On Jan. 7 the San Francisco Commission on the Environment authorized the department to enter into three as‑needed professional services contracts — with AECOM, Arup and Frontier Energy — and approved a combined budget of $9,000,000 covering professional services and participant incentives over a five‑year term.
Lowell Chiu, Energy Program Manager, told commissioners the procurement resulted from a July request for proposals that closed in September and produced 10 responses; an evaluation panel recommended AECOM, Arup and Frontier Energy. Chiu said each contract is a professional services P600 agreement with a five‑year term and an option to extend.

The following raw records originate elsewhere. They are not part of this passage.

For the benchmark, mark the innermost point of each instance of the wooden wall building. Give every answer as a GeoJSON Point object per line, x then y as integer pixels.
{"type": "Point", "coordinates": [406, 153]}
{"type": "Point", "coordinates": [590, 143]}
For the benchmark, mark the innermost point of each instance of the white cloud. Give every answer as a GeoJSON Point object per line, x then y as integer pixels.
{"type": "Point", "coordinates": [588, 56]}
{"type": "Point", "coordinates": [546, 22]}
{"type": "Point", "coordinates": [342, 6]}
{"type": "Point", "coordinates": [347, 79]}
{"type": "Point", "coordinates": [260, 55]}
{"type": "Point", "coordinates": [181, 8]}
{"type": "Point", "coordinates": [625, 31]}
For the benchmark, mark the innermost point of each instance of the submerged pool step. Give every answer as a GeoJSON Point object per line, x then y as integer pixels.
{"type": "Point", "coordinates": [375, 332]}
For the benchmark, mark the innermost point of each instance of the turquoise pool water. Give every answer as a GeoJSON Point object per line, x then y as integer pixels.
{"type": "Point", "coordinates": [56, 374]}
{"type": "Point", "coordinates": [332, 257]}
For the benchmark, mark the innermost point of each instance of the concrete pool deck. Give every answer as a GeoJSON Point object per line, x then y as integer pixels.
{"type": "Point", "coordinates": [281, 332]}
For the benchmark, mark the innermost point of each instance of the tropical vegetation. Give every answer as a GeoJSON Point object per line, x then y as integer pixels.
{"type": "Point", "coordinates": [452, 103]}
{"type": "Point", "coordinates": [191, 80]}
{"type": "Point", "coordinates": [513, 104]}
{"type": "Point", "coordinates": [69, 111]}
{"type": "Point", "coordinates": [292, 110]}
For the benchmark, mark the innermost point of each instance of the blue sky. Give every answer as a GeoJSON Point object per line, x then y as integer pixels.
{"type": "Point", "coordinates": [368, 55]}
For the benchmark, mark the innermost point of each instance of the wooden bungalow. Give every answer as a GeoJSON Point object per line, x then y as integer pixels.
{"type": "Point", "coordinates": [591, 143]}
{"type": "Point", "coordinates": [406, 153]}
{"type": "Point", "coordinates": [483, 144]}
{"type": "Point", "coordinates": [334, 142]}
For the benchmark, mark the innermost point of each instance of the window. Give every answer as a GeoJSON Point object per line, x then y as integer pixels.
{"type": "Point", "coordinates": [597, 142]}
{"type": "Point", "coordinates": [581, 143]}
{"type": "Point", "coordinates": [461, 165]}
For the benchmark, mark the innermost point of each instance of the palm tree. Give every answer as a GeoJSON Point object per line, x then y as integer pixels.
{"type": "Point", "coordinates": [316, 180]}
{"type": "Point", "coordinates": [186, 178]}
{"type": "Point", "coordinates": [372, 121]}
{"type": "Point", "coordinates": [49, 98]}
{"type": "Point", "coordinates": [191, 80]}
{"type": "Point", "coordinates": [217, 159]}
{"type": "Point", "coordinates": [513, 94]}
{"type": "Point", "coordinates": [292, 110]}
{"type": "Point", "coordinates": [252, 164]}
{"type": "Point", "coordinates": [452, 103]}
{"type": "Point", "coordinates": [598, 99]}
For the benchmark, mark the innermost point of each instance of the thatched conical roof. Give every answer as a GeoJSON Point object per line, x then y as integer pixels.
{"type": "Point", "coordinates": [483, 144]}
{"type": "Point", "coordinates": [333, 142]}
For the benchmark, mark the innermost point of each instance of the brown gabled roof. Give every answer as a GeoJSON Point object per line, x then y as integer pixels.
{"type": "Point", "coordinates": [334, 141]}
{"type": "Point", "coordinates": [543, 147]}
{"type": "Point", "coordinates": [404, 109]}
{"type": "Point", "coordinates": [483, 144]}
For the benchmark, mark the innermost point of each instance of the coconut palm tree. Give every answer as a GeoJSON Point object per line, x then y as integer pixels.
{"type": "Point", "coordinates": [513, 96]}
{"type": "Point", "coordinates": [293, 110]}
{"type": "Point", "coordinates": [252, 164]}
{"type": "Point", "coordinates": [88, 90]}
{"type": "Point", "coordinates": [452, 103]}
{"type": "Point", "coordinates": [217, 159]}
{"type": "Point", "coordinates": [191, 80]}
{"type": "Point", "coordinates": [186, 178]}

Chiu described the funding breakdown: $3,000,000 is allocated to professional services (each contract capped at $1,000,000); $6,000,000 is an incentives pool to be passed through to program participants in BayREN Business, BayREN refrigeration and a San Francisco Climate Equity Hub heat‑pump hot water program. He explained that the contractor selected during negotiations will administer incentive payments and that the department will approve incentive‑eligible projects before payment.
Commissioners asked about oversight and timelines. Vice President Sullivan asked who ultimately approves whether a participant receives payment; Chiu explained the department approves project lists, performs field inspections and quality assurance, and directs the implementer to invoice and distribute funds. Chiu said the department and the firm reconcile payment journals annually.
Vice President Sullivan moved to approve the resolution (filed 2025‑02‑COE); the motion was seconded by Commissioner Wen. The roll call recorded Ayes from President Wong, Vice President Sullivan, Commissioner Ahn, Commissioner Hunter and Commissioner Yuan; Commissioners Bermejo and Tompkins were excused. The motion passed.
Chiu said the department had no speakers from the public on the item. The commission heard several follow‑up budget and process questions from commissioners during the broader budget presentation that followed, including whether incentive disbursement would be capped annually (Chiu said incentives are not capped annually and payment timelines are established in the program manual).